Vamos supor que estou realizando o atendimento de primeira consulta em meu SRES e após ter feito a anamnese e o exame físico, solicito alguns exames e transcrevo minhas observações no PE e assino utilizando meu e-CPF.
Na consulta de retorno a paciente informa que se esquecera de dizer sobre algumas doenças fsmiliares e eu noto que me esqueci de transcrever que solicitei um dos exames que estou recebendo agora.
Como meu sistema deve se comportar nesta situação?

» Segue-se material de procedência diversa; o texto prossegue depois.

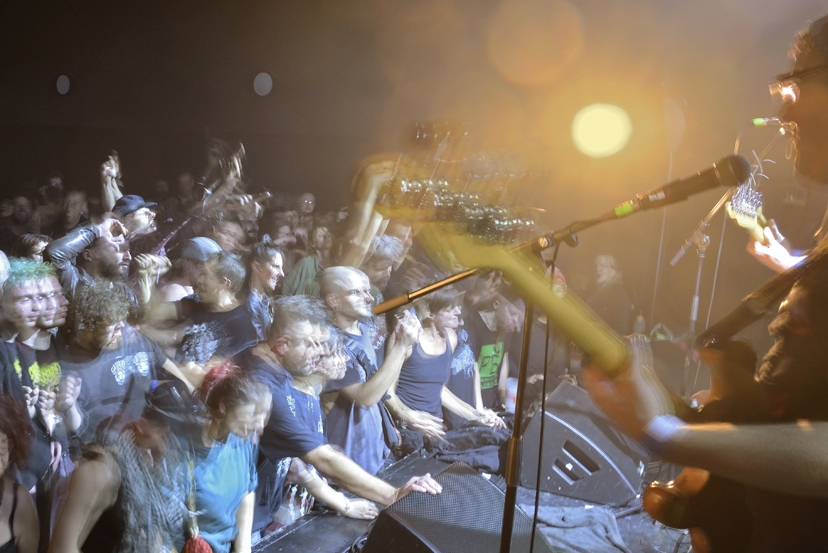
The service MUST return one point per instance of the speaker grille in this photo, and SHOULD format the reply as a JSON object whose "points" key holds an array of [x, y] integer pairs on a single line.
{"points": [[466, 517]]}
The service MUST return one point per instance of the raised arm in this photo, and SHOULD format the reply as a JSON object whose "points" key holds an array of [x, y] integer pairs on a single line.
{"points": [[110, 175], [405, 335]]}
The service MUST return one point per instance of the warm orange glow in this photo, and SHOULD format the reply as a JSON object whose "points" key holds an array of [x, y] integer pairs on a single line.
{"points": [[601, 130], [532, 43]]}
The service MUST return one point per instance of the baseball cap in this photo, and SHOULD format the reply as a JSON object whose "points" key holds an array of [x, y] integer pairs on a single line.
{"points": [[129, 204], [199, 248]]}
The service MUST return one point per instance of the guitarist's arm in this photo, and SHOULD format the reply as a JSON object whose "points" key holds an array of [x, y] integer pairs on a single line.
{"points": [[785, 458], [772, 252]]}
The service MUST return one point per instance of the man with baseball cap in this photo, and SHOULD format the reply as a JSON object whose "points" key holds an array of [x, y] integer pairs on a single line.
{"points": [[135, 214]]}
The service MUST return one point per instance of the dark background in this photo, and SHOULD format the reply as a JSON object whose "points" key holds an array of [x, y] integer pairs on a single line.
{"points": [[157, 80]]}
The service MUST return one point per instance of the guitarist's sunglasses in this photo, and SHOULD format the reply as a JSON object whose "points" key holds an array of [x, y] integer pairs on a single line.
{"points": [[786, 87]]}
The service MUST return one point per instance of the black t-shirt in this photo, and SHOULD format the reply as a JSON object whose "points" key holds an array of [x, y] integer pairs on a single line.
{"points": [[422, 378], [211, 333], [295, 428], [114, 381]]}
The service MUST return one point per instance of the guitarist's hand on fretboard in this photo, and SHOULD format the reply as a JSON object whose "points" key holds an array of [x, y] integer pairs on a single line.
{"points": [[771, 252]]}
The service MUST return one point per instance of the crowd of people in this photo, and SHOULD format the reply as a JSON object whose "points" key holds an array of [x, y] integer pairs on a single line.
{"points": [[172, 367]]}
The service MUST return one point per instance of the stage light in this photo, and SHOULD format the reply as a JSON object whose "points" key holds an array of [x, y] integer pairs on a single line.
{"points": [[262, 84], [601, 130], [63, 84]]}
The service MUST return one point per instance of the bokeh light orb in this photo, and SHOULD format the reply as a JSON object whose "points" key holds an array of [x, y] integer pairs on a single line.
{"points": [[263, 84], [600, 130], [63, 84]]}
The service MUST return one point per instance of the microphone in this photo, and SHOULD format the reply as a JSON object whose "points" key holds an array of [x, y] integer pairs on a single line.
{"points": [[730, 171]]}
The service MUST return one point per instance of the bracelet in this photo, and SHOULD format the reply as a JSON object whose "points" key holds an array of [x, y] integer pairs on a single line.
{"points": [[661, 430]]}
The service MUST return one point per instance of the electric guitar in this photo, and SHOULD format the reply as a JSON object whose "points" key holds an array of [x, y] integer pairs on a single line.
{"points": [[745, 209]]}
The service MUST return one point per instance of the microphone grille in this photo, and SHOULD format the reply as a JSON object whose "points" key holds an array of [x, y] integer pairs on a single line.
{"points": [[741, 168]]}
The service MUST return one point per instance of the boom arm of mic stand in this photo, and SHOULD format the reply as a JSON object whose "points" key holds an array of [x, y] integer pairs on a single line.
{"points": [[565, 235]]}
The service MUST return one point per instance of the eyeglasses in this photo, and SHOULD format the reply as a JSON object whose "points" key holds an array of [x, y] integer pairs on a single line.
{"points": [[786, 87], [360, 292]]}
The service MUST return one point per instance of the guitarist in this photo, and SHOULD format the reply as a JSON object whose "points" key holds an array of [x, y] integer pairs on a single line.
{"points": [[782, 458]]}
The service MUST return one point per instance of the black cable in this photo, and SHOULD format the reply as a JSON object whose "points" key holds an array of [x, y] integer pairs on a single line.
{"points": [[543, 403]]}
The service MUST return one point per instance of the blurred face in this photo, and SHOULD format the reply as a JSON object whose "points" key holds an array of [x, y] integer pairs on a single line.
{"points": [[54, 304], [114, 258], [141, 221], [334, 364], [22, 210], [292, 217], [448, 317], [307, 202], [243, 420], [322, 239], [303, 349], [354, 297], [37, 251], [185, 185], [207, 284], [402, 231], [229, 236], [806, 104], [378, 273], [269, 274], [73, 206], [102, 337], [507, 317], [23, 306]]}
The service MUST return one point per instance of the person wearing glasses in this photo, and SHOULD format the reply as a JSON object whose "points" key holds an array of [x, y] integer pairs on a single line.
{"points": [[779, 456]]}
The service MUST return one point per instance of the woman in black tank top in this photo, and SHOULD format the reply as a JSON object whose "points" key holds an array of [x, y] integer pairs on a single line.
{"points": [[420, 393], [19, 530]]}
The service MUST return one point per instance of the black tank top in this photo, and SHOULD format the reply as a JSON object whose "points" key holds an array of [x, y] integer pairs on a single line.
{"points": [[422, 378]]}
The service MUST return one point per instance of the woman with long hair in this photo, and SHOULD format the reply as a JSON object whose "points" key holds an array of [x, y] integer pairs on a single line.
{"points": [[19, 528], [223, 477]]}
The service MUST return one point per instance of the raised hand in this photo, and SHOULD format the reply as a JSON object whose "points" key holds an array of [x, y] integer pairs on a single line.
{"points": [[67, 395], [112, 230], [111, 168], [407, 329], [152, 265], [425, 423]]}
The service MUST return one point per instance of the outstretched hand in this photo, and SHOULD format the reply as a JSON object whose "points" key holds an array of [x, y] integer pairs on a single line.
{"points": [[68, 392], [362, 510], [421, 484], [425, 423]]}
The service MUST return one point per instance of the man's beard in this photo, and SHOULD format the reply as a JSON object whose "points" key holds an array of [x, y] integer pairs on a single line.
{"points": [[795, 368]]}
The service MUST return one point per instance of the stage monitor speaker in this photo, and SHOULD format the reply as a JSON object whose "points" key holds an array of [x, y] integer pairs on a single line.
{"points": [[465, 518], [584, 456]]}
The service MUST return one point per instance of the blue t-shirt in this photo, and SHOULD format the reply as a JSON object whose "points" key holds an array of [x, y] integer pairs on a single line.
{"points": [[461, 379], [358, 431], [210, 333], [295, 428], [224, 474]]}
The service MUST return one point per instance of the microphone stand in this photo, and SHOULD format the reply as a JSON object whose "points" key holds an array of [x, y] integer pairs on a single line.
{"points": [[701, 241], [555, 238]]}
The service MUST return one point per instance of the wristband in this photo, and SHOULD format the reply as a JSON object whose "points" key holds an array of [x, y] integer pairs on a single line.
{"points": [[660, 430]]}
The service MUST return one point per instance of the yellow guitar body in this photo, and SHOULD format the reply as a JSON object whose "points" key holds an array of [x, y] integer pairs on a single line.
{"points": [[753, 223], [453, 248]]}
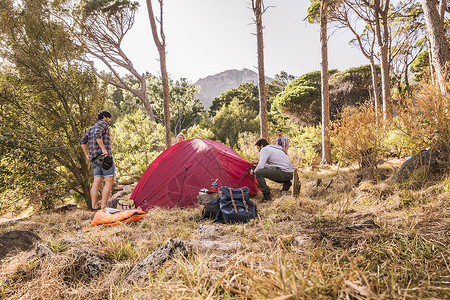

1) Ele deve permitir que eu "abra para edição" o registro da última consulta ? Se o fizer a assinatura eletrônica feita na ocasião perderá sua validade pois os dados foram modificados e mesmo que assine novamente a consulta passada, es ta assinatura foi feita hoje sobre dados obtidos no passado, o que invalida a temporalidade da informação e abre um perigoso mecanismo de "edição" que compromete a parte pericial e médico legal no caso de litígios e processos éticos profissionais.
2) Ele não deve permitir que eu "abra a última consulta para edição" evitando assim a modificação do PE sobre dados obtidos no passado, mas neste caso como faço para incluir estas informações no PE ? os campos que contém as informaçãoes sobre a consulta, exames subsidiários e etc... estão localizados em locais diferentes no meu SRES, cada campo deverá ser assinado ? ou crio um documento único que renúne todas as informações e assino este único documento?
3) Se devo assinar cada campo, como faço para indicar que modifiquei o referido campo na data de hoje e assinei novamente? cada campo deverá ter um "histórico de assinaturas" ?

Todas estas dúvidas não são esclarecidas no manual da SBIS.

Alguém tem alguma idéia de como implementar isto ?
Desculpem-me pelo romance.

Rogério Neri - Desenvolvedor e Médico.